Since the Obama Administration has taken office, promoting fair pay has been a top priority. Indeed, signing the Lilly Ledbetter Fair Pay Act was President Obama’s first legislative act as president. Recent events in Congress, including the introduction of the Fair Pay Act and the renewed support for the Paycheck Fairness Act, as well as regulatory initiatives, confirm that priority and are strong signals that employers should anticipate and prepare for critical reviews and more frequent challenges to pay and promotion practices and policies.

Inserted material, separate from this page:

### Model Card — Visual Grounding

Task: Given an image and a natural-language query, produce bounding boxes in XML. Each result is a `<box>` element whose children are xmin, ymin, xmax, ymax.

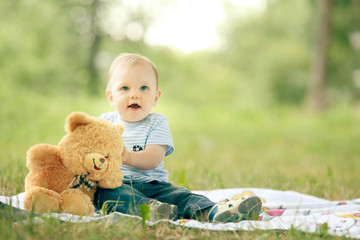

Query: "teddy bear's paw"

During a recent hearing before the congressional Joint Economic Committee, it was reported that women working in the private sector earn only 78 cents for every dollar earned by a male full-time worker. That same day, newly appointed Secretary of Labor Hilda Solis announced that a top priority of the Department of Labor in the coming year will be to ensure equal pay for women. Specifically, Solis stated, “We must work to close the pay gap that is taking millions of dollars out of the pockets of families across the country and undermining our economic stability.”
Most recently, on May 21, 2009, Senator Christopher Dodd (D-CT), Senator Barbara Mikulski (D-MD) and Representative Rosa DeLauro (D-CT) called for the passage of the Paycheck Fairness Act, which would amend the Equal Pay Act of 1963 by creating stiffer penalties against employers who violate the Equal Pay Act, and would modify the burdens of proof on such claims. On April 28, 2009, the Fair Pay Act, which would amend the Fair Labor Standards Act to expand protections to prohibit wage discrimination based not only on sex but also on race or national origin, was reintroduced in the House and Senate.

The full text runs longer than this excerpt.